Peter Harris Research Group, Inc. ("PHRG") conducted the telephone interviewing for the 2004 Highway Safety Survey using its computer-assisted telephone interviewing ("CATI") system purchased from Sawtooth Technologies. PHRG is a full-service market research company located in New York City that has been in continuous operation since 1994.
The raw survey data were weighted according to data obtained from the United States Census Bureau on the national distribution of the population by age, gender, region, Hispanic population, and race among non-Latino groups.
Quality Control Procedures
Several quality assurance procedures are in place at PHRG:
First, PHRG is very selective in its hiring of telephone interviewers. PHRG hires only those interviewers who can meet its top-quality standards. Interviewers must be highly articulate (over 90% of our workforce is drawn from the New York City performing arts community), courteous, professional, and accurate in their keystrokes. PHRG pays its interviewers above scale and knows for a fact that higher-skilled interviews achieve the highest cooperation and production rates.
Second, PHRG monitors interviewers on a regular basis. Monitoring enables PHRG to ensure clear, courteous, and non-biasing reading of survey questions, accurate keystrokes, and completeness of interviewing. It enables PHRG to ensure optimal skill development and data collection accuracy.

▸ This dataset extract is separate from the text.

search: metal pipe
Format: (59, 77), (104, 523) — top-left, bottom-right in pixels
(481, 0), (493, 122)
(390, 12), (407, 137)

Third, PHRG verifies at least 10% of each interviewer's work; that is, PHRG calls back at least 10% of the respondents who completed interviews with each interviewer and verifies the answers to several questions. This gives PHRG additional information on the accuracy of interviewers' data entry and whether or not any systemic issues pertain to questions. Typically, PHRG will verify several factual and attitudinal questions.
Respondents were attempted up to six times. Academic research has demonstrated this to be the optimal number combining thoroughness and cost efficiency.
A total of 13 interviewers worked on the 2004 Highway Safety Survey. PHRG interviewing staff reflects racial and gender diversity. Our experience indicates that between 10 and 15 interviewers is optimal for a study such as this because it ensures excellent quality control and optimal length in field.